La settimana prima dell'omicidio
Alle domande del giudice Corrado Schiaretti sulla settimana precedente l'omicidio di Giulia, Cagnoni vacilla: non ricorda orari, nè spostamenti, se sia andato a Firenze a lasciare i bambini dal 12 al 14 settembre dai nonni visto che il 13 aveva appuntamento dall'avvocato divorzista con Giulia. Non ricorda che il 16 settembre, prima di andare a Firenze con i bambini, non permise alla figlia di prendere su il proprio cellulare da casa. Particolare, invece, segnalato dalla figlia maggiore Rachele in una sorta di breve tema che il giudice cita a Cagnoni.
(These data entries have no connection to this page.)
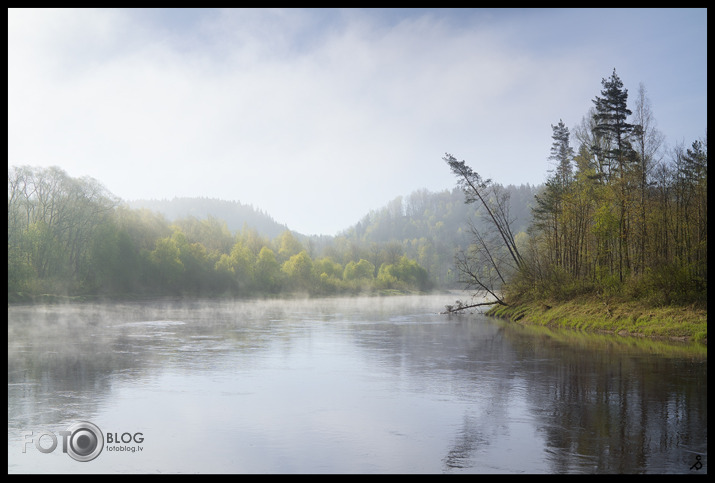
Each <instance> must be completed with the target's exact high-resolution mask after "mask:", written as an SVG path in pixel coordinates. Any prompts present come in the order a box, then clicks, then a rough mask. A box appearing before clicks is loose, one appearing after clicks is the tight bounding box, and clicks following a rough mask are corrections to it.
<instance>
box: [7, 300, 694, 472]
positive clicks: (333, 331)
mask: <svg viewBox="0 0 715 483" xmlns="http://www.w3.org/2000/svg"><path fill="white" fill-rule="evenodd" d="M452 301H453V298H450V297H445V296H424V297H389V298H372V299H320V300H307V301H255V302H241V303H233V302H231V303H229V302H210V303H198V302H193V303H179V302H175V303H171V302H161V303H151V304H149V303H136V304H107V305H80V306H44V307H34V308H32V307H9V308H8V472H9V473H25V472H55V473H57V472H72V473H84V472H89V473H104V472H125V473H133V472H141V473H256V472H258V473H326V472H327V473H686V474H703V473H706V472H707V349H706V348H705V347H704V346H702V345H693V344H679V343H665V342H655V341H650V340H640V339H624V338H620V337H617V336H605V335H593V334H590V335H589V334H580V333H576V332H571V331H552V330H547V329H543V328H536V327H522V326H519V325H517V324H514V323H508V322H505V321H501V320H495V319H490V318H487V317H485V316H483V315H481V314H472V315H451V316H447V315H440V314H438V313H437V312H438V311H440V310H443V306H444V304H445V303H451V302H452ZM78 421H88V422H91V423H93V424H95V425H96V426H97V427H98V428H100V430H101V433H102V435H103V437H104V444H103V445H102V446H101V447H102V451H101V453H99V455H98V456H96V458H95V459H93V460H92V461H89V462H79V461H76V460H75V459H73V458H72V457H71V456H70V454H67V453H63V452H62V449H63V439H62V436H61V435H60V432H61V431H65V430H67V429H68V428H69V427H70V426H71V425H72V424H75V423H76V422H78ZM30 431H32V434H31V435H30V434H29V432H30ZM50 432H51V433H52V435H54V436H55V437H56V438H57V442H58V444H57V447H56V448H55V449H54V451H52V452H47V453H43V452H41V451H40V450H39V449H38V448H37V447H36V445H35V441H36V440H37V439H39V440H40V447H41V448H45V450H46V449H47V448H50V447H51V444H52V435H50V434H44V435H43V434H42V433H50ZM24 433H25V434H24ZM139 433H141V434H139ZM110 437H111V438H112V440H113V441H112V442H111V443H110V442H108V440H109V438H110ZM116 439H119V440H120V442H119V444H117V443H116V442H114V440H116ZM138 440H141V441H140V442H138ZM23 448H24V449H25V451H24V452H23ZM698 463H699V464H700V466H699V467H698Z"/></svg>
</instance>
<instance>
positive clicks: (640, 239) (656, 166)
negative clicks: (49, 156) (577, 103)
mask: <svg viewBox="0 0 715 483" xmlns="http://www.w3.org/2000/svg"><path fill="white" fill-rule="evenodd" d="M601 84H602V90H601V92H600V96H596V97H595V98H594V99H593V106H592V108H591V109H590V111H589V112H588V113H587V114H586V115H585V116H584V117H583V119H582V121H581V123H580V124H579V125H577V126H576V127H575V128H574V132H573V139H574V141H575V146H576V147H575V148H574V147H572V145H571V141H572V133H571V132H570V131H569V129H568V128H567V127H566V126H565V125H564V123H563V121H562V120H559V122H558V123H557V124H556V125H552V126H551V127H552V131H553V134H552V141H553V143H552V147H551V153H550V156H549V157H548V159H549V160H550V161H551V163H552V166H553V169H552V170H550V171H549V177H548V179H547V181H546V183H545V185H544V186H543V188H542V189H541V190H540V191H539V193H538V194H537V195H536V196H535V198H534V203H533V206H532V221H531V224H530V225H529V227H528V229H527V231H526V233H525V234H523V235H524V236H520V234H518V233H517V232H516V230H515V229H513V227H512V225H511V222H510V220H509V219H508V208H509V207H508V204H505V200H508V193H504V192H503V190H501V189H500V188H499V186H498V185H493V184H492V183H491V182H490V181H489V180H482V179H481V177H480V176H479V174H478V173H476V172H475V171H473V170H472V169H471V168H470V167H469V166H468V165H466V163H465V162H464V161H461V162H460V161H457V160H456V158H454V157H452V156H451V155H447V156H446V157H445V158H444V159H445V161H446V162H447V163H448V164H449V166H450V168H451V170H452V171H453V173H454V174H455V175H456V176H457V179H458V184H459V186H460V187H461V188H462V189H463V192H464V194H465V195H466V201H467V202H469V203H476V204H477V205H478V206H479V207H480V208H481V209H482V210H483V211H484V212H486V213H489V215H490V216H489V223H488V226H487V227H486V228H478V229H477V228H474V229H473V230H472V244H471V245H470V250H469V252H468V254H467V255H466V256H464V257H461V258H459V259H458V268H459V270H460V272H461V273H462V275H463V276H464V278H465V279H466V280H467V282H468V284H470V285H471V286H475V287H479V288H481V289H484V290H487V291H489V292H490V293H491V294H492V295H494V296H495V298H496V301H497V302H499V303H502V304H504V303H505V300H506V299H509V298H511V300H519V299H521V300H529V299H530V300H544V299H552V300H567V299H571V298H573V297H574V296H578V295H583V294H589V293H590V294H596V295H598V296H600V297H610V296H618V297H621V298H622V299H630V300H643V301H647V302H649V303H651V304H653V305H670V304H677V305H683V304H690V303H700V304H705V302H706V297H707V139H706V138H705V139H703V140H695V141H693V142H692V143H691V144H690V146H689V147H685V144H684V143H679V144H676V145H675V146H673V147H671V148H666V146H665V145H664V141H663V140H664V136H663V135H662V133H660V131H659V130H658V129H657V127H656V122H655V118H654V115H653V112H652V109H651V106H650V101H649V99H648V97H647V95H646V90H645V88H644V86H643V85H642V84H641V85H640V86H639V90H638V93H637V95H636V96H635V101H634V102H633V103H632V109H631V108H630V107H629V103H628V90H627V89H626V88H624V86H623V83H622V82H621V80H620V78H619V77H618V75H617V74H616V71H615V69H614V71H613V74H612V75H611V76H610V77H609V78H604V79H602V81H601ZM502 290H503V293H502V292H501V291H502Z"/></svg>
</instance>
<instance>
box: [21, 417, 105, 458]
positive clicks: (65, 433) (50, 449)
mask: <svg viewBox="0 0 715 483" xmlns="http://www.w3.org/2000/svg"><path fill="white" fill-rule="evenodd" d="M59 434H60V436H61V437H62V452H63V453H67V454H69V455H70V457H72V459H74V460H77V461H83V462H86V461H92V460H93V459H95V458H96V457H97V456H99V454H100V453H101V452H102V449H103V448H104V436H102V431H100V429H99V428H98V427H97V425H95V424H92V423H90V422H89V421H79V422H77V423H74V424H73V425H71V426H70V427H69V428H67V430H66V431H60V432H59ZM23 436H24V438H25V442H24V444H23V446H22V452H23V453H25V452H26V451H27V445H28V443H35V448H37V450H38V451H39V452H40V453H52V452H53V451H54V450H55V448H57V443H58V440H57V436H55V434H54V433H53V432H51V431H43V432H41V433H39V434H38V435H37V437H35V435H34V434H33V432H32V431H30V432H26V433H23ZM28 437H29V439H28ZM48 442H49V445H48ZM43 445H44V446H43Z"/></svg>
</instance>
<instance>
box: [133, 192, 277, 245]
mask: <svg viewBox="0 0 715 483" xmlns="http://www.w3.org/2000/svg"><path fill="white" fill-rule="evenodd" d="M127 204H128V205H129V207H130V208H133V209H139V208H146V209H148V210H151V211H156V212H158V213H161V214H162V215H164V216H165V217H166V218H167V219H168V220H169V221H175V220H177V219H180V218H187V217H194V218H197V219H200V220H202V219H205V218H208V217H209V216H211V217H213V218H216V219H218V220H221V221H225V222H226V227H227V228H228V229H229V230H230V231H231V233H235V232H237V231H239V230H242V229H243V228H244V227H248V228H253V229H255V230H256V231H257V232H258V233H260V234H261V235H263V236H266V237H268V238H275V237H277V236H278V235H280V234H281V233H283V232H284V231H285V230H288V227H287V226H286V225H282V224H280V223H278V222H277V221H275V220H274V219H273V218H271V216H270V215H268V214H266V213H264V212H263V211H262V210H260V209H256V208H254V207H253V206H252V205H244V204H242V203H240V202H238V201H226V200H220V199H216V198H203V197H199V198H173V199H171V200H166V199H164V200H133V201H128V202H127Z"/></svg>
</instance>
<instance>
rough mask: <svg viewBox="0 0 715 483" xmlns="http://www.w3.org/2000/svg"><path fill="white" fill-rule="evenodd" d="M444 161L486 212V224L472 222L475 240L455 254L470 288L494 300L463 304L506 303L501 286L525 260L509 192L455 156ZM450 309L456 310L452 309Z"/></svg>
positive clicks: (448, 156)
mask: <svg viewBox="0 0 715 483" xmlns="http://www.w3.org/2000/svg"><path fill="white" fill-rule="evenodd" d="M443 159H444V161H445V162H446V163H447V164H448V165H449V167H450V169H451V170H452V172H453V173H454V174H455V176H457V183H458V185H459V186H460V187H461V188H462V191H463V192H464V195H465V203H477V204H478V205H479V206H480V207H481V208H482V211H483V213H484V215H485V216H484V217H483V219H484V224H485V225H486V229H485V228H484V227H478V226H477V225H476V224H474V223H473V222H471V221H470V230H471V233H472V239H473V243H472V245H471V246H470V248H469V250H468V251H467V252H464V251H463V252H461V253H459V254H458V255H457V256H456V260H455V265H456V268H457V270H458V271H459V273H460V274H461V276H462V280H461V281H462V282H463V283H465V284H466V287H467V288H478V289H480V290H483V291H485V292H487V293H488V294H489V295H491V296H492V297H494V299H495V300H494V301H492V302H485V303H481V304H475V305H468V306H462V305H460V306H459V307H458V308H457V309H456V310H461V309H463V308H469V307H475V306H478V305H489V304H501V305H506V303H505V302H504V300H503V298H502V297H501V296H500V289H501V287H502V286H503V285H504V284H505V283H506V281H507V280H508V278H509V277H510V276H511V275H512V274H513V273H514V272H516V271H518V270H522V269H523V268H524V260H523V258H522V256H521V255H520V254H519V249H518V248H517V246H516V241H515V239H514V234H513V232H512V229H511V224H512V223H513V221H514V219H512V218H511V217H510V214H509V193H508V192H507V191H506V190H504V189H503V188H502V187H501V186H499V185H495V184H493V183H492V182H491V180H489V179H487V180H483V179H482V177H481V176H480V175H479V174H478V173H476V172H475V171H473V170H472V168H470V167H469V166H467V165H466V163H465V162H464V161H457V160H456V158H454V156H452V155H450V154H445V157H444V158H443ZM448 311H449V312H452V311H454V310H450V309H449V308H448Z"/></svg>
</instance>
E soprattutto non sa spiegarsi come mai un Chrysler Voyager nero con le stesse discrasie del suo, sia stato ripreso dalla videosorveglianza cittadina mentre svolta in via padre Genocchi il 15 settembre, giorno prima dell'omicidio di Giulia, si ferma per 7 minuti difronte alla villa del massacro poi riparte. Secondo l'accusa Cagnoni ha portato acqua distillata ed arma del delitto in casa proprio quel giorno. "Non ero di certo io, non sono stato in quella casa: quel pomeriggio sono andato a ritirare dolci e pizzette ordinate da Giulia per il compleanno di nostro figlio". Il giudice aggiunge che la stessa auto viene ripresa mentre transita nella zona di via Alberoni il 17 settembre, giorno in cui, secondo l'accusa, Cagnoni è tornato a Ravenna nella villa di via Padre Genocchi e chiede spiegazioni. "Non può essere la mia auto: ero a Firenze con la mia Mercedes e non sono tornato a Ravenna". Non sa nemmeno spiegare le due telefonate partite dal telefono fisso della sua casa di Ravenna verso il fisso dei genitori a Firenze, proprio nel pomeriggio del 17. "Forse sono partite da sole, io non le ho fatte". Le prossime udienze saranno riservate ai testimoni della difesa, alla requisitoria del pm e all'arringa della difesa.